In the year since Brandon Ellingson died, slipping to the bottom of the Gravois Arm, legislators have worked to make state waterways safer, and family and friends have pushed for answers. They have fought to hold the trooper, Anthony Piercy, accountable. More than 133,000 have signed an online “Justice for Brandon Ellingson” petition.
So far, family members say, they haven’t gotten that justice. Although a special prosecutor has been investigating — taking on the case in March after another prosecutor recused herself — charges have yet to be filed. The U.S. Department of Justice also is reviewing the case.
“I probably spend more time in frustration than anywhere else,” said Sherry Ellingson, Brandon’s mother. “I’m frustrated all of the time. It’s just the lack of accountability. … In a normal situation, there’s a boss that holds their people accountable. There’s no one holding anyone accountable.”
Now, an officer who dared to speak up and break the blue wall of silence is suffering the consequences.
Sgt. Randy Henry, the Missouri Highway Patrol trooper who spoke with Piercy the night of Ellingson’s death, gave investigators a recorded statement, and told them that he had concerns about inconsistencies and changes in Piercy’s story.
Henry was not invited to testify at the coroner’s inquest. Neither was a family who witnessed the drowning. That’s likely because their testimony would have supported an involuntary manslaughter charge – at the least – for Piercy.
Yesterday, it was announced that Henry has been demoted to corporal and moved from Lake of the Ozarks, where he’s worked for nearly three decades. He is now assigned to Truman Lake, according to his attorney, Chet Pleban of St. Louis, who sent out a release Thursday detailing the discipline and referring to his client as a whistleblower.
Pleban told The Star:
“Randy Henry doesn’t have a horse in the race. He’s not on one side or the other. He has testimony to give that’s material. The truth is the truth. He went to his superiors to say, ‘This is wrong. This is what happened.’ And they blew him off. So now here we are.”, You’re going to make that man move from his home, where he’s lived for 19 years, and force him to move to Truman Lake? And you’re going to say that’s not retaliation, malicious and vindictive?”
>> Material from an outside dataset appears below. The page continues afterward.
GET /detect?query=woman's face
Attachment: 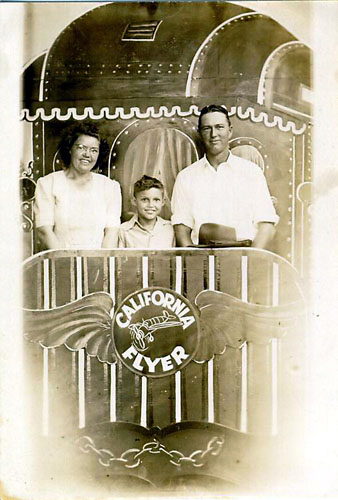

In May, Henry was deposed in the civil suit the Ellingsons have brought against the patrol.
Pleban said Thursday that the patrol set out to retaliate against Henry:
In recent months, the patrol sent Henry to a mental-health provider for an examination, according to a letter Pleban sent to patrol commanders. No cause for concern was noted, the attorney said.
Henry was sent for a second exam. Again, no concern.
“Ultimately, the mental-health provider warned that because she found nothing wrong with Sgt. Henry, it would be unethical for her to see him a third time at the insistence of the patrol,” Pleban wrote to Johnson. “When the mental health route failed, a Professional Standards investigation surfaced.”
Pleban told KRCG:
“They don’t remove his service revolver, they don’t take that, so that kind of tells me that there’s something else going on here, other than a good faith that he needs a mental health examination and we believe that it’s all because of his willingness to tell the truth and allege essentially that there’s a cover up by the highway patrol in connection with that tragic drowning.”
Pleban said Sgt. Henry is prepared to fight the disciplinary action and said a future hearing will occur. He also said that he believes the demotion and transfer of Henry was designed to force the trooper to retire.
Craig Ellingson, Brandon’s father, said Henry’s discipline is wrong.
“It’s retaliation,” he said. “They shouldn’t be doing that.”